Afora o declínio de competência por ato voluntário do agente, as vicissitudes da vida política podem acarretar abrupta cessação do foro privativo.
Tome-se como exemplo o Senador que, ao fim do mandato, é eleito para o cargo de Deputado Federal, ou vice-versa.
Ou, ainda, do Vice-Presidente que assume o cargo de Presidente da República, depois da renúncia do titular.
A aplicação da tese firmada na AP 937-QO, sem qualquer temperamento, importaria a remessa dos inquéritos e ações para a primeira instância, e o acusado ficaria exposto aos riscos que a lei quis conter ao estabelecer o foro especial.
O equívoco é tão grande que o Plenário foi obrigado a relativizar a regra geral para estabelecer que a prerrogativa de foro subsiste quando o parlamentar federal é eleito, sem interrupção do mandato, para a outra Casa Legislativa (Inq. 4342-Q O, Rel.
Min.
Edson Fachin, DJe 13.6.2022). 11. É necessário avançar no tema, para estabelecer um critério geral mais abrangente, focado na natureza do fato criminoso, e não em elementos que podem ser manobrados pelo acusado (permanência no cargo).
A proposta apresentada atende a essa finalidade.
Preservados os aspectos centrais do entendimento firmado na AP 937-QO, ela estabiliza o foro para julgamento de crimes praticados no exercício do cargo e em razão dele, ao mesmo tempo que depura a instabilidade do sistema e inibe deslocamentos que produzem atrasos, ineficiência e, no limite, prescrição.
IV.
Dispositivo e tese 12.
Questão de ordem resolvida para alterar o entendimento em vigor sobre o foro privativo.
Aplicação imediata aos processos e inquéritos em curso, com a ressalva dos atos praticados pelo STF e pelos demais Juízos com base na jurisprudência anterior.
Tese de julgamento: a prerrogativa de foro para julgamento de crimes praticados no cargo e em razão das funções subsiste mesmo após o afastamento do cargo, ainda que o inquérito ou a ação penal sejam iniciados depois de cessado seu exercício. _________ Dispositivos relevantes citados: CF/1988, art. 53, §1º.
Jurisprudência relevante citada: Súmula 394; Inq. 687-QO, Rel.
Min.
Sydney Sanches; AP 937-QO, Rel.
Min.
Roberto Barroso. (STF - Inq 4787 AgR-QO, Relator(a): GILMAR MENDES, Tribunal Pleno, julgado em 12-03-2025, ACÓRDÃO ELETRÔNICO DJe-s/n DIVULG 26-05-2025 PUBLIC 27-05-2025) Como se vê, apesar da modificação interpretativa, a Suprema Corte determinou que os efeitos da nova orientação são ex nunc, ou seja, prospectivos, com aplicação imediata somente aos feitos em curso nos quais ainda não tenha havido deliberação consolidada sobre a competência.
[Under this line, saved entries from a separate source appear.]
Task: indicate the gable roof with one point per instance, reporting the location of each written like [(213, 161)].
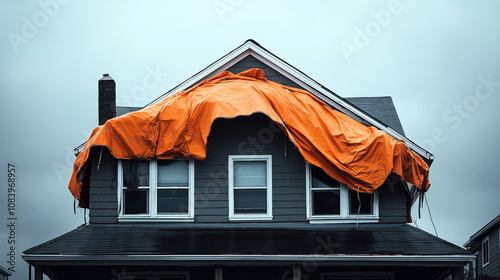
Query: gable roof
[(250, 47), (398, 243)]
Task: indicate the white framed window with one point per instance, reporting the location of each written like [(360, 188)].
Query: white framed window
[(156, 190), (250, 187), (329, 201), (485, 251)]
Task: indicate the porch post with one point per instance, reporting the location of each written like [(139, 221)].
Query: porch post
[(218, 274), (296, 273), (38, 273), (458, 273)]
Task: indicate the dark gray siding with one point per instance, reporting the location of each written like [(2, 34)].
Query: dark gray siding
[(492, 269), (251, 62), (103, 188), (392, 203), (245, 136)]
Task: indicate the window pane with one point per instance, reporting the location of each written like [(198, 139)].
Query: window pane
[(366, 203), (172, 201), (136, 201), (250, 173), (173, 173), (135, 173), (322, 180), (326, 202), (250, 201)]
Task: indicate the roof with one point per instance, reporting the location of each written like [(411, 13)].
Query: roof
[(484, 230), (94, 241), (357, 155), (251, 47), (380, 107)]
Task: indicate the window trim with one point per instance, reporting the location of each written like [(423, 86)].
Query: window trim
[(153, 216), (269, 204), (486, 241), (344, 216)]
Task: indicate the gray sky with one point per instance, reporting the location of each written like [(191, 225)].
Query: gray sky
[(438, 60)]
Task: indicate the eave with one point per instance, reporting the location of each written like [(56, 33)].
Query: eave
[(250, 47), (352, 260)]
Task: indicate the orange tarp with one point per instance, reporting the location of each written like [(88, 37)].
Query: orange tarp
[(359, 156)]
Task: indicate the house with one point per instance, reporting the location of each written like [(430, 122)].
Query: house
[(237, 176), (4, 273), (485, 244)]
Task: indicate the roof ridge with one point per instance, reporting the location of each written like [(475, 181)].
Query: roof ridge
[(79, 228), (437, 238)]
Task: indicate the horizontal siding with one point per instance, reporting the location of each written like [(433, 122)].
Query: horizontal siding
[(232, 137), (492, 269), (251, 62), (392, 204)]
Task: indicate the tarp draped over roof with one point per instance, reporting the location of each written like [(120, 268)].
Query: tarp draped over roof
[(361, 157)]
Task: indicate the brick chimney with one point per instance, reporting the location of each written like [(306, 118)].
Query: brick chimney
[(107, 98)]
Ou seja, a modulação constou expressamente do voto do relator, Min.
Gilmar Mendes, como forma de assegurar estabilidade processual e evitar modificações de competência que possam comprometer a efetividade da jurisdição penal.
Aliás, essa diretriz foi observada com deslevo pelo eminente Min.
Og Fernandes no julgamento da Ação Penal nº 1086, em decisão publicada aos 14/04/2025, a qual reproduz a lógica e os efeitos da modulação.
Senão vejamos: “O Juízo da 3ª Vara Criminal de Palmas/TO determinou a remessa da presente ação penal ao Superior Tribunal de Justiça, fundamentando-se na seguinte tese fixada pelo Supremo Tribunal Federal no julgamento do HC 232.627: "a prerrogativa de foro para julgamento de crimes praticados no cargo e em razão das funções subsiste mesmo após o afastamento do cargo, ainda que o inquérito ou a ação penal sejam iniciados depois de cessado seu exercício" (fls. 1.606-1.607).
Ocorre que o voto do relator Ministro Gilmar Mendes, acolhido por maioria, propôs a seguinte modulação: Proponho a aplicação imediata da nova interpretação aos processos em curso, com a ressalva de todos os atos praticados pelo STF e pelos demais Juízos com base na jurisprudência anterior.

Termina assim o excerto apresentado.